When you have two cats (or more) who aren’t getting along and all your attempts at behavior modification have been unsuccessful, it may be time to do a reintroduction. If the aggression between your cats is severe or if they can’t even be within sight of each other without an immediate brawl taking place, then a reintroduction is your best bet.
What is a Cat Reintroduction?
With a reintroduction you’re basically going to be separating the cats and introducing them in the same way you would if they had never met. The reintroduction gives each cat time to get back to normal and not be so stressed so you can start to help them gradually get comfortable with each other again.
Attempting to keep a lid on serious intercat aggression when the cats are constantly in each other’s sight can be very counterproductive because both cats remain at such a high level of reactivity. There’s also a good chance that one or both of the cats could get injured (perhaps severely). The reintroduction method gives you more control to avoid potential injury. It also allows you to keep the interaction between the cats at a level that doesn’t spark extreme reactions.
How Long Does a Cat Reintroduction Take?
This will be determined by how serious the aggression has been, how much time you can dedicate to doing the behavior modification, and how receptive the cats are. In other words, I wish I could give you a set timeline but you have to go at the cats’ pace. Every situation is unique.
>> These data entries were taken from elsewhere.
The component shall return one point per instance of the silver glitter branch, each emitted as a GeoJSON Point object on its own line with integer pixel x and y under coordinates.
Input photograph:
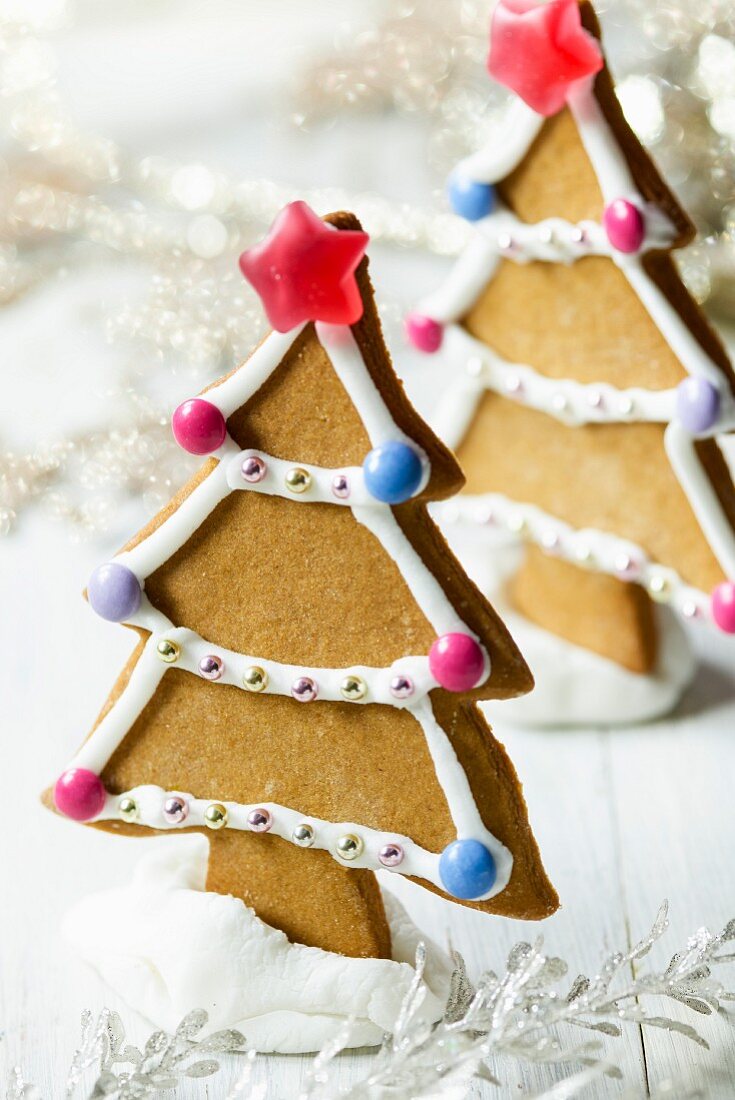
{"type": "Point", "coordinates": [525, 1014]}
{"type": "Point", "coordinates": [68, 197]}
{"type": "Point", "coordinates": [127, 1073]}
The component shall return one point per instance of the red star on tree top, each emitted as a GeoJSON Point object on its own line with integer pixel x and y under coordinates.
{"type": "Point", "coordinates": [540, 51]}
{"type": "Point", "coordinates": [304, 270]}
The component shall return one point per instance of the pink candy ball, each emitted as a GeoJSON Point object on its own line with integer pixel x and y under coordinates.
{"type": "Point", "coordinates": [723, 606]}
{"type": "Point", "coordinates": [199, 427]}
{"type": "Point", "coordinates": [624, 224]}
{"type": "Point", "coordinates": [79, 794]}
{"type": "Point", "coordinates": [457, 661]}
{"type": "Point", "coordinates": [424, 333]}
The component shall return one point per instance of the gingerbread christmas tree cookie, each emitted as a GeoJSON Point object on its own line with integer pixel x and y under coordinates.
{"type": "Point", "coordinates": [310, 653]}
{"type": "Point", "coordinates": [588, 388]}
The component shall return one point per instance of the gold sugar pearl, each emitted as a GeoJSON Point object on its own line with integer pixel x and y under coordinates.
{"type": "Point", "coordinates": [255, 678]}
{"type": "Point", "coordinates": [168, 651]}
{"type": "Point", "coordinates": [349, 846]}
{"type": "Point", "coordinates": [216, 815]}
{"type": "Point", "coordinates": [353, 689]}
{"type": "Point", "coordinates": [298, 480]}
{"type": "Point", "coordinates": [303, 835]}
{"type": "Point", "coordinates": [658, 589]}
{"type": "Point", "coordinates": [128, 809]}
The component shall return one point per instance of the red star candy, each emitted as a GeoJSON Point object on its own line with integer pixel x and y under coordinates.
{"type": "Point", "coordinates": [304, 270]}
{"type": "Point", "coordinates": [540, 51]}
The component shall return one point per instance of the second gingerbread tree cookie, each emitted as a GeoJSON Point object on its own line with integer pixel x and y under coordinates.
{"type": "Point", "coordinates": [587, 385]}
{"type": "Point", "coordinates": [310, 653]}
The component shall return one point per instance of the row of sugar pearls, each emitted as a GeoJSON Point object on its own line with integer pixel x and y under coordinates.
{"type": "Point", "coordinates": [467, 867]}
{"type": "Point", "coordinates": [304, 689]}
{"type": "Point", "coordinates": [254, 469]}
{"type": "Point", "coordinates": [393, 471]}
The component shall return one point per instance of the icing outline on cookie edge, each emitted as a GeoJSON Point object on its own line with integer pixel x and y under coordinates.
{"type": "Point", "coordinates": [500, 235]}
{"type": "Point", "coordinates": [405, 684]}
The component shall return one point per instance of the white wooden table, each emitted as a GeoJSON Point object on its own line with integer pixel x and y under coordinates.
{"type": "Point", "coordinates": [624, 817]}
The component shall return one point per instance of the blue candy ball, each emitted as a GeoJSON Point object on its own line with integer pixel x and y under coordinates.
{"type": "Point", "coordinates": [470, 199]}
{"type": "Point", "coordinates": [467, 869]}
{"type": "Point", "coordinates": [114, 592]}
{"type": "Point", "coordinates": [393, 472]}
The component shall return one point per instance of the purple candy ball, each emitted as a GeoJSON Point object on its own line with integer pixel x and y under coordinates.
{"type": "Point", "coordinates": [114, 592]}
{"type": "Point", "coordinates": [698, 405]}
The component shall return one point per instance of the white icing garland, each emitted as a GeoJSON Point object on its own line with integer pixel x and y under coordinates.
{"type": "Point", "coordinates": [184, 649]}
{"type": "Point", "coordinates": [501, 235]}
{"type": "Point", "coordinates": [585, 546]}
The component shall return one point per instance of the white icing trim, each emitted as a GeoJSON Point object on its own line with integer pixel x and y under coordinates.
{"type": "Point", "coordinates": [701, 495]}
{"type": "Point", "coordinates": [379, 518]}
{"type": "Point", "coordinates": [150, 800]}
{"type": "Point", "coordinates": [504, 152]}
{"type": "Point", "coordinates": [583, 546]}
{"type": "Point", "coordinates": [568, 400]}
{"type": "Point", "coordinates": [479, 367]}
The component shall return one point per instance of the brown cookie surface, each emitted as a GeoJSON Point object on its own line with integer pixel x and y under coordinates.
{"type": "Point", "coordinates": [308, 584]}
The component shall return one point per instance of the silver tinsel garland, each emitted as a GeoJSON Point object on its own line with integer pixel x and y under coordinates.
{"type": "Point", "coordinates": [527, 1013]}
{"type": "Point", "coordinates": [68, 198]}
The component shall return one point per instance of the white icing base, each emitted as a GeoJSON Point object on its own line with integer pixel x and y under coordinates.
{"type": "Point", "coordinates": [578, 688]}
{"type": "Point", "coordinates": [167, 946]}
{"type": "Point", "coordinates": [573, 686]}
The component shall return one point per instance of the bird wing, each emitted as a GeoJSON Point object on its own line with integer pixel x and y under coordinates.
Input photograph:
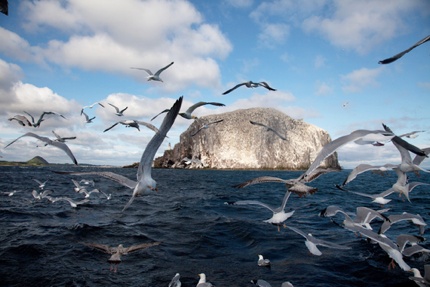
{"type": "Point", "coordinates": [234, 88]}
{"type": "Point", "coordinates": [260, 179]}
{"type": "Point", "coordinates": [147, 158]}
{"type": "Point", "coordinates": [196, 105]}
{"type": "Point", "coordinates": [146, 70]}
{"type": "Point", "coordinates": [140, 246]}
{"type": "Point", "coordinates": [111, 127]}
{"type": "Point", "coordinates": [164, 111]}
{"type": "Point", "coordinates": [401, 54]}
{"type": "Point", "coordinates": [106, 174]}
{"type": "Point", "coordinates": [162, 69]}
{"type": "Point", "coordinates": [253, 202]}
{"type": "Point", "coordinates": [265, 85]}
{"type": "Point", "coordinates": [38, 181]}
{"type": "Point", "coordinates": [30, 134]}
{"type": "Point", "coordinates": [418, 159]}
{"type": "Point", "coordinates": [298, 231]}
{"type": "Point", "coordinates": [116, 108]}
{"type": "Point", "coordinates": [148, 125]}
{"type": "Point", "coordinates": [76, 183]}
{"type": "Point", "coordinates": [193, 134]}
{"type": "Point", "coordinates": [86, 116]}
{"type": "Point", "coordinates": [32, 118]}
{"type": "Point", "coordinates": [65, 148]}
{"type": "Point", "coordinates": [363, 168]}
{"type": "Point", "coordinates": [332, 146]}
{"type": "Point", "coordinates": [101, 247]}
{"type": "Point", "coordinates": [50, 113]}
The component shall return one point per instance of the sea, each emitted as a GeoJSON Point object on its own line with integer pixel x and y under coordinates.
{"type": "Point", "coordinates": [43, 243]}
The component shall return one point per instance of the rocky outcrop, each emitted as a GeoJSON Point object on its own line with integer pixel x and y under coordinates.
{"type": "Point", "coordinates": [235, 143]}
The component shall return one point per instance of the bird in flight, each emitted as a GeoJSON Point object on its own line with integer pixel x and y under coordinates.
{"type": "Point", "coordinates": [250, 84]}
{"type": "Point", "coordinates": [156, 76]}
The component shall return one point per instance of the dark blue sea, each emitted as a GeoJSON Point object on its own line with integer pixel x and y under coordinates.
{"type": "Point", "coordinates": [41, 242]}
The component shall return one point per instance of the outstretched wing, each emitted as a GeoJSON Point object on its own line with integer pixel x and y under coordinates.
{"type": "Point", "coordinates": [110, 127]}
{"type": "Point", "coordinates": [106, 174]}
{"type": "Point", "coordinates": [100, 247]}
{"type": "Point", "coordinates": [162, 69]}
{"type": "Point", "coordinates": [401, 54]}
{"type": "Point", "coordinates": [261, 179]}
{"type": "Point", "coordinates": [234, 88]}
{"type": "Point", "coordinates": [140, 246]}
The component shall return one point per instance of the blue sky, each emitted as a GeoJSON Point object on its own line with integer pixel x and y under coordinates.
{"type": "Point", "coordinates": [321, 56]}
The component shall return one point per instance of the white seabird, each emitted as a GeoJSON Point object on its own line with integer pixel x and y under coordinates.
{"type": "Point", "coordinates": [312, 242]}
{"type": "Point", "coordinates": [261, 283]}
{"type": "Point", "coordinates": [250, 84]}
{"type": "Point", "coordinates": [72, 202]}
{"type": "Point", "coordinates": [118, 111]}
{"type": "Point", "coordinates": [364, 216]}
{"type": "Point", "coordinates": [401, 54]}
{"type": "Point", "coordinates": [279, 214]}
{"type": "Point", "coordinates": [41, 195]}
{"type": "Point", "coordinates": [46, 140]}
{"type": "Point", "coordinates": [263, 261]}
{"type": "Point", "coordinates": [41, 184]}
{"type": "Point", "coordinates": [187, 114]}
{"type": "Point", "coordinates": [394, 218]}
{"type": "Point", "coordinates": [359, 136]}
{"type": "Point", "coordinates": [202, 281]}
{"type": "Point", "coordinates": [41, 119]}
{"type": "Point", "coordinates": [22, 120]}
{"type": "Point", "coordinates": [156, 76]}
{"type": "Point", "coordinates": [206, 126]}
{"type": "Point", "coordinates": [62, 139]}
{"type": "Point", "coordinates": [297, 185]}
{"type": "Point", "coordinates": [134, 124]}
{"type": "Point", "coordinates": [87, 118]}
{"type": "Point", "coordinates": [145, 182]}
{"type": "Point", "coordinates": [419, 279]}
{"type": "Point", "coordinates": [269, 129]}
{"type": "Point", "coordinates": [91, 106]}
{"type": "Point", "coordinates": [120, 250]}
{"type": "Point", "coordinates": [175, 282]}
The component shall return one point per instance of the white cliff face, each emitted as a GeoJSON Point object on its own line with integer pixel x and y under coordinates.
{"type": "Point", "coordinates": [237, 144]}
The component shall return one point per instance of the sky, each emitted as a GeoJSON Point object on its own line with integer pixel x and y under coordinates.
{"type": "Point", "coordinates": [320, 55]}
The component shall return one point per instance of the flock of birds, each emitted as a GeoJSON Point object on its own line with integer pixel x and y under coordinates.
{"type": "Point", "coordinates": [405, 245]}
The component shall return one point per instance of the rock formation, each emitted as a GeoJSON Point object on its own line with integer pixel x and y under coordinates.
{"type": "Point", "coordinates": [235, 143]}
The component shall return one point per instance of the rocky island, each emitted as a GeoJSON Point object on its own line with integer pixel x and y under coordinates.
{"type": "Point", "coordinates": [235, 143]}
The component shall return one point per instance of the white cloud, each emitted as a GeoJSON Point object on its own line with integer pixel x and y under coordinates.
{"type": "Point", "coordinates": [98, 38]}
{"type": "Point", "coordinates": [360, 79]}
{"type": "Point", "coordinates": [240, 3]}
{"type": "Point", "coordinates": [273, 34]}
{"type": "Point", "coordinates": [362, 25]}
{"type": "Point", "coordinates": [16, 47]}
{"type": "Point", "coordinates": [348, 24]}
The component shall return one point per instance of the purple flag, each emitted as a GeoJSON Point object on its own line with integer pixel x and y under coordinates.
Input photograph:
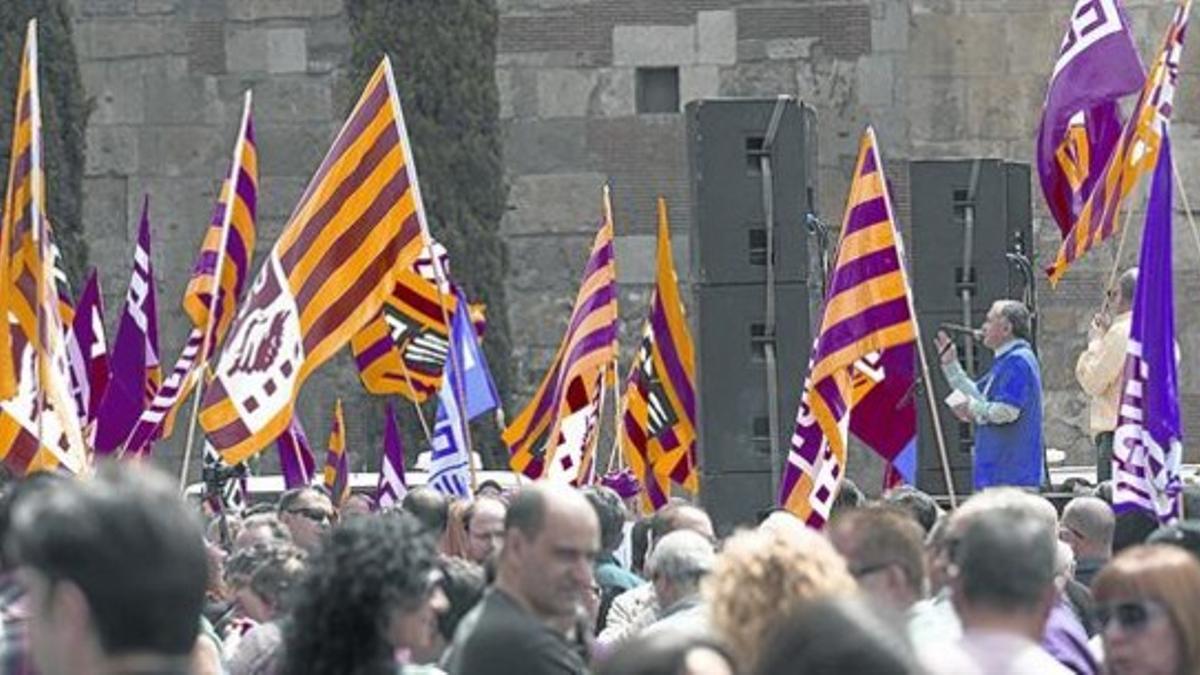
{"type": "Point", "coordinates": [1097, 65]}
{"type": "Point", "coordinates": [1147, 448]}
{"type": "Point", "coordinates": [89, 335]}
{"type": "Point", "coordinates": [133, 374]}
{"type": "Point", "coordinates": [393, 484]}
{"type": "Point", "coordinates": [295, 457]}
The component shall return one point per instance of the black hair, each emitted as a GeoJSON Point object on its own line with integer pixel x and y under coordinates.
{"type": "Point", "coordinates": [919, 505]}
{"type": "Point", "coordinates": [463, 584]}
{"type": "Point", "coordinates": [834, 635]}
{"type": "Point", "coordinates": [367, 568]}
{"type": "Point", "coordinates": [127, 541]}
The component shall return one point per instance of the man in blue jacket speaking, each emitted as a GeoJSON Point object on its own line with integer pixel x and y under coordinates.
{"type": "Point", "coordinates": [1005, 405]}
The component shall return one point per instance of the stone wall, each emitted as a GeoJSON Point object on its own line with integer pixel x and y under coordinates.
{"type": "Point", "coordinates": [937, 78]}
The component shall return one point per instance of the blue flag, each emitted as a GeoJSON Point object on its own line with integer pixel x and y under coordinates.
{"type": "Point", "coordinates": [1147, 448]}
{"type": "Point", "coordinates": [449, 471]}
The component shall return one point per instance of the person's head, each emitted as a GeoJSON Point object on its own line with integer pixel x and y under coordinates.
{"type": "Point", "coordinates": [1007, 320]}
{"type": "Point", "coordinates": [551, 538]}
{"type": "Point", "coordinates": [357, 506]}
{"type": "Point", "coordinates": [678, 562]}
{"type": "Point", "coordinates": [833, 635]}
{"type": "Point", "coordinates": [463, 585]}
{"type": "Point", "coordinates": [429, 507]}
{"type": "Point", "coordinates": [262, 530]}
{"type": "Point", "coordinates": [885, 551]}
{"type": "Point", "coordinates": [490, 489]}
{"type": "Point", "coordinates": [1003, 571]}
{"type": "Point", "coordinates": [372, 587]}
{"type": "Point", "coordinates": [484, 524]}
{"type": "Point", "coordinates": [761, 577]}
{"type": "Point", "coordinates": [1087, 525]}
{"type": "Point", "coordinates": [669, 652]}
{"type": "Point", "coordinates": [1183, 533]}
{"type": "Point", "coordinates": [307, 513]}
{"type": "Point", "coordinates": [262, 579]}
{"type": "Point", "coordinates": [921, 506]}
{"type": "Point", "coordinates": [13, 495]}
{"type": "Point", "coordinates": [611, 512]}
{"type": "Point", "coordinates": [1132, 529]}
{"type": "Point", "coordinates": [1147, 602]}
{"type": "Point", "coordinates": [681, 515]}
{"type": "Point", "coordinates": [849, 497]}
{"type": "Point", "coordinates": [1127, 286]}
{"type": "Point", "coordinates": [114, 566]}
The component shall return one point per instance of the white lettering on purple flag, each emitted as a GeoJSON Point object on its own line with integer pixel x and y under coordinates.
{"type": "Point", "coordinates": [1091, 22]}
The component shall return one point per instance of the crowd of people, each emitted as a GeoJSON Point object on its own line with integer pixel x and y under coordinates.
{"type": "Point", "coordinates": [118, 574]}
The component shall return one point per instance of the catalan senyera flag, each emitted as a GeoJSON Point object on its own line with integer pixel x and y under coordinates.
{"type": "Point", "coordinates": [39, 418]}
{"type": "Point", "coordinates": [228, 245]}
{"type": "Point", "coordinates": [867, 311]}
{"type": "Point", "coordinates": [588, 347]}
{"type": "Point", "coordinates": [337, 466]}
{"type": "Point", "coordinates": [659, 423]}
{"type": "Point", "coordinates": [1135, 154]}
{"type": "Point", "coordinates": [357, 226]}
{"type": "Point", "coordinates": [403, 350]}
{"type": "Point", "coordinates": [135, 372]}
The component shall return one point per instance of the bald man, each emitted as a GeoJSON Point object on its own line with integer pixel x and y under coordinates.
{"type": "Point", "coordinates": [544, 574]}
{"type": "Point", "coordinates": [1086, 526]}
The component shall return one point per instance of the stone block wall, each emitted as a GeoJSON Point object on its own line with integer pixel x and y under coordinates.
{"type": "Point", "coordinates": [937, 78]}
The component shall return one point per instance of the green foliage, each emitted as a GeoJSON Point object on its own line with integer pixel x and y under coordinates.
{"type": "Point", "coordinates": [443, 53]}
{"type": "Point", "coordinates": [64, 115]}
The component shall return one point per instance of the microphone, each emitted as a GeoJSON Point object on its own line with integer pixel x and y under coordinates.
{"type": "Point", "coordinates": [973, 333]}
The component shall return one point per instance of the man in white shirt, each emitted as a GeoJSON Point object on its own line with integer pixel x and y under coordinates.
{"type": "Point", "coordinates": [1101, 370]}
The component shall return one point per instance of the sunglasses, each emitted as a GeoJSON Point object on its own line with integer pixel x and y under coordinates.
{"type": "Point", "coordinates": [313, 514]}
{"type": "Point", "coordinates": [1131, 616]}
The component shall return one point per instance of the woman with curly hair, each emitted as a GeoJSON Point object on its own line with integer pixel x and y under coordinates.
{"type": "Point", "coordinates": [371, 592]}
{"type": "Point", "coordinates": [1147, 599]}
{"type": "Point", "coordinates": [763, 575]}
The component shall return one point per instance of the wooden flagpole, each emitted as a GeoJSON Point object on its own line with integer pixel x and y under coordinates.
{"type": "Point", "coordinates": [226, 221]}
{"type": "Point", "coordinates": [438, 273]}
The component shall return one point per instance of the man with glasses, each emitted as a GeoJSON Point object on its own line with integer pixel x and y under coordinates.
{"type": "Point", "coordinates": [883, 551]}
{"type": "Point", "coordinates": [484, 521]}
{"type": "Point", "coordinates": [307, 512]}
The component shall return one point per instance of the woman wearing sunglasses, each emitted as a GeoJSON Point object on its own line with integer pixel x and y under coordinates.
{"type": "Point", "coordinates": [1147, 603]}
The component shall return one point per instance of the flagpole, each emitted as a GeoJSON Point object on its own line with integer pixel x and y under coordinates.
{"type": "Point", "coordinates": [921, 344]}
{"type": "Point", "coordinates": [438, 273]}
{"type": "Point", "coordinates": [214, 299]}
{"type": "Point", "coordinates": [1187, 205]}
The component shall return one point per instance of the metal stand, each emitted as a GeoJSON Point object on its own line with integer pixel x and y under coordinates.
{"type": "Point", "coordinates": [768, 336]}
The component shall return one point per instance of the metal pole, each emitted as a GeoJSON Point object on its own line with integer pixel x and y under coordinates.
{"type": "Point", "coordinates": [768, 336]}
{"type": "Point", "coordinates": [966, 285]}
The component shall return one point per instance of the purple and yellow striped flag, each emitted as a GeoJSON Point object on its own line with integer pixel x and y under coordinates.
{"type": "Point", "coordinates": [659, 423]}
{"type": "Point", "coordinates": [337, 466]}
{"type": "Point", "coordinates": [228, 244]}
{"type": "Point", "coordinates": [358, 223]}
{"type": "Point", "coordinates": [1135, 155]}
{"type": "Point", "coordinates": [588, 346]}
{"type": "Point", "coordinates": [39, 418]}
{"type": "Point", "coordinates": [867, 310]}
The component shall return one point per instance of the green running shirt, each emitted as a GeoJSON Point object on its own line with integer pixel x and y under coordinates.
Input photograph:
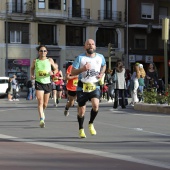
{"type": "Point", "coordinates": [42, 71]}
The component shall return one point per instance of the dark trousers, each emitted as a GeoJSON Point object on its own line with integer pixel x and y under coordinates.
{"type": "Point", "coordinates": [118, 92]}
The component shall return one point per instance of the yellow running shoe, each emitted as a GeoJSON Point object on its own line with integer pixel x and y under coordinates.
{"type": "Point", "coordinates": [92, 129]}
{"type": "Point", "coordinates": [42, 123]}
{"type": "Point", "coordinates": [82, 133]}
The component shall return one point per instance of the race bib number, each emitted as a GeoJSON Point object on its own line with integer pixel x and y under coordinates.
{"type": "Point", "coordinates": [42, 73]}
{"type": "Point", "coordinates": [75, 82]}
{"type": "Point", "coordinates": [89, 87]}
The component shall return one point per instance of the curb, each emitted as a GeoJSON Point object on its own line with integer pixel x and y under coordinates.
{"type": "Point", "coordinates": [152, 108]}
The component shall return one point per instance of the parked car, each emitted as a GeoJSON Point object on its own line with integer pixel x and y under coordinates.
{"type": "Point", "coordinates": [3, 85]}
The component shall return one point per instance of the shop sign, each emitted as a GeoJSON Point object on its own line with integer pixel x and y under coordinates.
{"type": "Point", "coordinates": [22, 62]}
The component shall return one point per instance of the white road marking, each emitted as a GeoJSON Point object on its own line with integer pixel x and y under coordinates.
{"type": "Point", "coordinates": [88, 151]}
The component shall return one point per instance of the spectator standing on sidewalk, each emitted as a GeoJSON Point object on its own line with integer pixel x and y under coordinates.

The Cat Reintroduction Method
The first step is to separate the cats by creating a sanctuary room for one of them. If your house is set up in such a way that you can divide it up so each cat has her own territory, then that will do as well. If you’re setting up a sanctuary room, you just need a separate room that can be closed off. The room needs to be equipped with all the necessities such as food, water, litter box, scratching post, toys and some cozy napping places.